Virus-host interactions are highly specific as viruses (including bacteriophages/phages) have co-evolved with the systems they infect and depend on for replication. As a consequence, phylogenetic relatedness and shared genomic properties of host species are a strong predictor of host infectivity. However, our knowledge of host relationships remains sparse and is unknown for many phages, particularly for metagenomically assembled data. In this project, existing resources and genomic signals will be leveraged to infer missing/unobserved and probable hosts, e.g., where infection has not been observed due to host immunity. Machine learning models will be trained on this data to predict phage-bacteria interactions at the species and strain levels.
Specific objectives are:
- Construction of bipartite networks of observed virus-host species links based on databases such as Virus-Host DB and MVP, text-mined literature data from company partner BioRelate, and data from ESR 13. Combined this will comprise many 10,000s of interactions from observed phage-bacteria interactions, and inferred from prophage and CRISPR- Cas associated viral sequences embedded in host genomes.

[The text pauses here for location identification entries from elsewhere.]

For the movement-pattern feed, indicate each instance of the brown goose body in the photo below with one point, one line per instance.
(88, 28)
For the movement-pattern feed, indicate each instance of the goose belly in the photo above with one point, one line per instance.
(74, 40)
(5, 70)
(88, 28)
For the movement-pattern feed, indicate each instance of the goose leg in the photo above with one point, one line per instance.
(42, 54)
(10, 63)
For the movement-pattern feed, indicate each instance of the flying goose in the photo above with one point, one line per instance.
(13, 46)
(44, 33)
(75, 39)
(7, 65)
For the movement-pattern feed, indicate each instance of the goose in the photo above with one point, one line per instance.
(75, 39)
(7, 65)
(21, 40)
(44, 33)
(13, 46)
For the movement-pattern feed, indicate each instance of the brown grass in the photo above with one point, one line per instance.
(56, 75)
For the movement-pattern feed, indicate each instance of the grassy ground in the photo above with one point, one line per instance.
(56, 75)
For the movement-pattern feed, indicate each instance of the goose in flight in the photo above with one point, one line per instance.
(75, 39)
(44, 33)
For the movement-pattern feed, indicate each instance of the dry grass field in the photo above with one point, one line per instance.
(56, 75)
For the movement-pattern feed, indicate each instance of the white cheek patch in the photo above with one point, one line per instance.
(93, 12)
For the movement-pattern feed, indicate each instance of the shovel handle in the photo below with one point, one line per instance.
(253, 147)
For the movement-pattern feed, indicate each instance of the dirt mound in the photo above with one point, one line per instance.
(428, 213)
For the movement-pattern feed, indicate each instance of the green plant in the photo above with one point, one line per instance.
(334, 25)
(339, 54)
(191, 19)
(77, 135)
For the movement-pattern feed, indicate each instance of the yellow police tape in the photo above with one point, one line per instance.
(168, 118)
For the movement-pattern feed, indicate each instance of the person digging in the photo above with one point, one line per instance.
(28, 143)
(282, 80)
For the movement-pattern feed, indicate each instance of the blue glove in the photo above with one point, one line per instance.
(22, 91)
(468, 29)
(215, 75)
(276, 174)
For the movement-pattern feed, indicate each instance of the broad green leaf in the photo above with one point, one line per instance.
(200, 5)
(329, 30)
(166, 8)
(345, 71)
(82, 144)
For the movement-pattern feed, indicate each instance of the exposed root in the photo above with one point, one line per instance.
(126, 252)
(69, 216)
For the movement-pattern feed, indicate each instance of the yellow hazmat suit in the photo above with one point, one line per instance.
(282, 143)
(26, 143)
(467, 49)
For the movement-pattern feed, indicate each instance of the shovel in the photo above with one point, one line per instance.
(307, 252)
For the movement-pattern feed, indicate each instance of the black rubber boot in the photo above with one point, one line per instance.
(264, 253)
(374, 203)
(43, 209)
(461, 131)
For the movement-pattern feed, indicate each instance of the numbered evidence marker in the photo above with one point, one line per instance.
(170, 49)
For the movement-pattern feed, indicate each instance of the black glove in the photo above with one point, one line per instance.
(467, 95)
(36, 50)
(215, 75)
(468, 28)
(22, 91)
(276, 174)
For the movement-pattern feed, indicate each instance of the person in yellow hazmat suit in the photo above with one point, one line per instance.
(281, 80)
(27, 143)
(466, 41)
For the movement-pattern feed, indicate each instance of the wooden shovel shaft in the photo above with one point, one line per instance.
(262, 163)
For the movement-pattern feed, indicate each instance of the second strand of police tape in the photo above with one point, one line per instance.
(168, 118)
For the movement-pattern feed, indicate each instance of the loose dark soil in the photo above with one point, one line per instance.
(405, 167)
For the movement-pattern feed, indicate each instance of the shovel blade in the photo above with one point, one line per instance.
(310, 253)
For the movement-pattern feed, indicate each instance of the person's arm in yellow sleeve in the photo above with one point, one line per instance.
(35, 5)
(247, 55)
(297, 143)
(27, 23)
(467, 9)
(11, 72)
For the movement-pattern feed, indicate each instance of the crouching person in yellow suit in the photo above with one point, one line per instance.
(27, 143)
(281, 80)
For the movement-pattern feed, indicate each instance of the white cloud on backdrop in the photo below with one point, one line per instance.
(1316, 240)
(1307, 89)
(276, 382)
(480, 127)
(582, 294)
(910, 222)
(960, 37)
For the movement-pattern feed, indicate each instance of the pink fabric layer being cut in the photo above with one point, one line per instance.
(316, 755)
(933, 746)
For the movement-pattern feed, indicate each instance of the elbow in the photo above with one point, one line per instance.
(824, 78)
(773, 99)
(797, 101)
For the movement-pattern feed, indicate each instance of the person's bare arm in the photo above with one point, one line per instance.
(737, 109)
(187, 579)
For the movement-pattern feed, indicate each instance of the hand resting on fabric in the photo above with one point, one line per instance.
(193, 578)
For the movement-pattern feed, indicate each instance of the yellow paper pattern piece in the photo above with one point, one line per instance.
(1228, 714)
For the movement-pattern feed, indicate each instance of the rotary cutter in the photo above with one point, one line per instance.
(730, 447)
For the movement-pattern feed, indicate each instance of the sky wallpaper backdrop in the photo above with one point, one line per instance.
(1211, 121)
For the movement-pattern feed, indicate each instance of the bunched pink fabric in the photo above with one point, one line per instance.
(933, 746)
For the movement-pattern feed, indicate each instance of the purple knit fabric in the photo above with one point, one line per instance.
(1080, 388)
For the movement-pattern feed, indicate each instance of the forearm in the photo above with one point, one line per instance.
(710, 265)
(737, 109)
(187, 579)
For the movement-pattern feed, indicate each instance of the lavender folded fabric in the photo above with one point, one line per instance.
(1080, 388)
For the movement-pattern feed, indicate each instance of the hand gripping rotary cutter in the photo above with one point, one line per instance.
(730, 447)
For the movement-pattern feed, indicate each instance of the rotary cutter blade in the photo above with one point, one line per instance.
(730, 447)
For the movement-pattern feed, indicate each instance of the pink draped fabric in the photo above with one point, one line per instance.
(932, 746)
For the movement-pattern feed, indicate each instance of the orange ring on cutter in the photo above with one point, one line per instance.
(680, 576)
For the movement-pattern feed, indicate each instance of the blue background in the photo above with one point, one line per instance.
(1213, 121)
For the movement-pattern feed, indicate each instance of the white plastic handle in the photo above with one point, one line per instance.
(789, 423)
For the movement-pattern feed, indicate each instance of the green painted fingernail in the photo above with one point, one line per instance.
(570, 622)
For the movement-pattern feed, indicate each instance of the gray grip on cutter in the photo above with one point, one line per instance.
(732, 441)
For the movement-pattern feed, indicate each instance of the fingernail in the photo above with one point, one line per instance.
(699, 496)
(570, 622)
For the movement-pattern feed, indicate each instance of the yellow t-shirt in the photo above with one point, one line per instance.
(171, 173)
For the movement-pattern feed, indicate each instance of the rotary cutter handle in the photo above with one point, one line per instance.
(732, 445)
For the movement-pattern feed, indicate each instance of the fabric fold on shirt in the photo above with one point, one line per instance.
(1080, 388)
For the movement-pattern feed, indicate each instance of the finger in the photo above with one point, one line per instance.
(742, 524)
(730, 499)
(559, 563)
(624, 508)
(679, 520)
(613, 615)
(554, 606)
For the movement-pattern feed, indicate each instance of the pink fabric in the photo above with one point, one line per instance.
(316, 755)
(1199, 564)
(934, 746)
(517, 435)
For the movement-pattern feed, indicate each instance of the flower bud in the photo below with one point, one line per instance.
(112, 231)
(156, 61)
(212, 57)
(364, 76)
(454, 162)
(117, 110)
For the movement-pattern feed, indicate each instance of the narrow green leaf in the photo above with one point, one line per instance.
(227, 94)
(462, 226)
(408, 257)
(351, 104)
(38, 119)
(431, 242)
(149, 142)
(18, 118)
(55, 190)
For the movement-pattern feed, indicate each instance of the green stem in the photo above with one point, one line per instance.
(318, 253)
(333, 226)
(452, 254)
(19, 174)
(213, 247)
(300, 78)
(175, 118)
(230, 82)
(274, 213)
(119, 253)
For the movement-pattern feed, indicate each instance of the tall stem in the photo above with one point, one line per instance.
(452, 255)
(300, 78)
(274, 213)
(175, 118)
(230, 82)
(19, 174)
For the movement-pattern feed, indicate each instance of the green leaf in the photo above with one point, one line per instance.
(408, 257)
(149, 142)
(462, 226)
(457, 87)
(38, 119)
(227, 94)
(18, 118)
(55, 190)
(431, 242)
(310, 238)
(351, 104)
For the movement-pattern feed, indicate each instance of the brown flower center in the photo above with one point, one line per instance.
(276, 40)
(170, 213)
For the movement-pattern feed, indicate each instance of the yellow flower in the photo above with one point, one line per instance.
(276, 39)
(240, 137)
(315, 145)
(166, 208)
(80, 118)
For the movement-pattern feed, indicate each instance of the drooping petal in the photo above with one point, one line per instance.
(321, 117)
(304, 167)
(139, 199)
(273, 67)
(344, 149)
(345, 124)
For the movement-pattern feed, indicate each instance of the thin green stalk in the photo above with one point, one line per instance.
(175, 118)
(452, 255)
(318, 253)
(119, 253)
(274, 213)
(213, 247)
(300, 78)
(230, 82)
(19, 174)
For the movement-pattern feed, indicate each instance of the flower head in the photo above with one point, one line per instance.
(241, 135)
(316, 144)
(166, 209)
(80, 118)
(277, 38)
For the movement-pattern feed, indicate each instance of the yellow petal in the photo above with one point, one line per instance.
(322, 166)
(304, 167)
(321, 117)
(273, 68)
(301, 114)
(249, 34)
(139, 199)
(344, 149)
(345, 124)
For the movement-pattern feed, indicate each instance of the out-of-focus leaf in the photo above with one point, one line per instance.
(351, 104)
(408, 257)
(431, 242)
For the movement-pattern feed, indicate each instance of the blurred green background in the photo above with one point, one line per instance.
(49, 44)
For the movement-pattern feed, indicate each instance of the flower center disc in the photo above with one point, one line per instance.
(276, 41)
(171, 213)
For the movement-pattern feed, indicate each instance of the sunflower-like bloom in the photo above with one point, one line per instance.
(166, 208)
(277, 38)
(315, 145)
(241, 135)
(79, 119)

- Quantification of the co-phylogenetic signal using the software Jane to test the preferential host-switching model in bacteria and to determine the extent of co-speciation versus host-switching. This will give information on how stable phage-host interactions are at the species level.
- Application of combined SVM models to virus-host prediction by using different representations of the virus genome information: nucleotide sequence, amino acid sequence, amino acid properties and protein domains.
- Analysis of virus-host links at the strain level. This objective will use the bacteria Staphylococcus aureus (the area of speciality of José Penades) as a model system to study strain level phage-host interaction prediction in the context of CRISPR-Cas immunity and host pan-genomes.